Le parcours et les conditions
Flyer officiel CGDIS Run Luxembourg 2026
Le tracé est représentatif d'une course urbaine luxembourgeoise — bitume, faux-plats, passages en zone verte, virages serrés. Le parcours démarre depuis le Centre National d'Incendie et de Secours (CNIS), traverse le boulevard de Kockelscheuer, traverse le parc Ban de Gasperich et revient par la caserne des pompiers.
J'ai senti dès le km 3 que j'étais dans un bon jour. Pas de jambes lourdes, respiration fluide, envie de pousser sans me cramer. La traversée du parc Ban de Gasperich, même en compétition, rappelle pourquoi on aime courir dehors — l'air frais, le contraste avec le bitume. J'ai tenu l'allure sans jamais vraiment exploser même dans les petites bosses. À l'arrivée : fatigué, mais pas détruit. C'est souvent le signe que la machine tourne bien.
Les chiffres bruts — ce que le GPX dit vraiment
Données COROS — tempo et allure CGDIS Run Luxembourg 2026
Ce que l'analyse IA m'a renvoyé
J'ai posé la question brute à Grok : « 38 min 26 s sur 10 km avec 77 m D+, homme 47 ans — tu en dis quoi ? » Puis j'ai ajouté le GPX. Voici les points qui m'ont marqué :
Niveau catégorie M45 : top 5-10% dans la plupart des courses locales, parfois podium de catégorie selon le plateau.
Profil physiologique : endurance/efficacité plutôt qu'explosivité pure. Gros socle aérobie, bonne tolérance au rythme soutenu, gestion correcte du dénivelé.
Âge physiologique : "jeune" pour 47 ans — signe d'une hygiène de vie cohérente depuis plusieurs années. FC repos basse probable. (Confirmé : 42 bpm.)
Mental : expérience, connaissance des allures, capacité à "se faire mal" sans imploser. Pas un départ kamikaze.

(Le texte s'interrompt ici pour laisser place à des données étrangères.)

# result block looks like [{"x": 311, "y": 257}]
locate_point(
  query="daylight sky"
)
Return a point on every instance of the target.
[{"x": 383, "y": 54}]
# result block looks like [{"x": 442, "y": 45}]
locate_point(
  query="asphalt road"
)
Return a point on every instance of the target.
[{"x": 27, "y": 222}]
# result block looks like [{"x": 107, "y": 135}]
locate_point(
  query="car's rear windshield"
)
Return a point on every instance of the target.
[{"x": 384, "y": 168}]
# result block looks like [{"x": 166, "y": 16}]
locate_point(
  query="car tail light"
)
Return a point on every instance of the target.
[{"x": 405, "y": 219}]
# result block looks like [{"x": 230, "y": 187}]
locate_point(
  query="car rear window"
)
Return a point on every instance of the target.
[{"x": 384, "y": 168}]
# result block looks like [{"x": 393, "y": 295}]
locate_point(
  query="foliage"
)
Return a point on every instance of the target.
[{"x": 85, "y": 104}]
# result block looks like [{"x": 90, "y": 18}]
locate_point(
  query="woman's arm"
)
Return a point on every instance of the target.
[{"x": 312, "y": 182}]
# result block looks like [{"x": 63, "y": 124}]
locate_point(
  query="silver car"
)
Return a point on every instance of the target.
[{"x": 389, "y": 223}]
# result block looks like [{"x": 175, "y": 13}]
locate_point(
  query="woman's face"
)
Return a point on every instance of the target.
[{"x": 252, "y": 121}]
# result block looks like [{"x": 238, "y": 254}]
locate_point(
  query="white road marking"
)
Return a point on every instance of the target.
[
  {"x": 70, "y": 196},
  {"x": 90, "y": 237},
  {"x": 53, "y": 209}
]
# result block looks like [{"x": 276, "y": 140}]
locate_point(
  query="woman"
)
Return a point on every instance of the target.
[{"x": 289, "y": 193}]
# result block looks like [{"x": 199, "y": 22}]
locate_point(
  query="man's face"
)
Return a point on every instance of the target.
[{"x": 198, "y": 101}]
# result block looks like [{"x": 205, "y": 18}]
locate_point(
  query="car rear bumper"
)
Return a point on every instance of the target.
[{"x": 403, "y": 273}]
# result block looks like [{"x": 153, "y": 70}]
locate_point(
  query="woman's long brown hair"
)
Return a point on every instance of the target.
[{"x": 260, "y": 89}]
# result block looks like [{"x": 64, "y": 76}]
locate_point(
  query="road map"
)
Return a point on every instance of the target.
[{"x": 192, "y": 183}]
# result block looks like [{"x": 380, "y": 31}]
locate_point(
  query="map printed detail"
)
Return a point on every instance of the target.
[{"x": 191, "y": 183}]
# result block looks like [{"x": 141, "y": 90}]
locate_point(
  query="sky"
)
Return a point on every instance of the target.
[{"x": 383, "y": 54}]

J'ai souri en lisant ce compte-rendu. Ça me ressemble assez. Je ne fais pas 120 km/semaine, je ne compte pas chaque gramme de glucides — mais je suis régulier depuis longtemps et j'évite les conneries : alcool, nuits blanches, entraînements en mode bourrin. La régularité sur des années vaut plus que l'intensité sur 3 mois.
38 min 26 s sur 10 km à 47 ans — concrètement, c'est où ?
La question naturelle après un chrono : est-ce que c'est vraiment bon ? Voici les repères objectifs, sans flatterie ni fausse modestie.
| Chrono 10 km | Niveau (tous âges) | Catégorie M45 |
|---|---|---|
| < 35 min | élite amateur | Très rare |
| 35 — 38 min | top 3% | Podium catégorie M45 |
| 38 — 40 min ← Seb | top 5% | Top 5-10% M45, podium possible |
| 40 — 45 min | bon coureur | Premier quart de catégorie |
| 45 — 50 min | correct | Milieu de classement |
| > 50 min | Coureur régulier | Participation, plaisir avant tout |
Ce que cette course m'a appris
À l'arrivée du CGDIS Run 2026 — fatigué mais pas détruit. Bon signe.
38 min 26 s à 47 ans sur ce parcours, ce n'est pas exceptionnel au sens absolu — et les meilleurs M45 en France font 34-35 min. Mais c'est très honnête, cohérent et reproductible. Et ça me motive à continuer dans ce sens.
Ce que je retiens surtout de l'analyse GPX : la maîtrise. Pas de départ trop rapide, pas de mur, pas de creux. C'est le type de course que l'on peut refaire dans deux semaines avec le même résultat. La régularité de l'effort sur 10 km est, à mon sens, un indicateur plus fiable de la forme réelle que le chrono brut.
Prochains objectifs : confirmer sur le PostLaf Luxembourg, puis reprendre un trail de format moyen cet été. La clé reste la même : régularité + écoute du corps + un minimum de dénivelé pour garder les articulations contentes.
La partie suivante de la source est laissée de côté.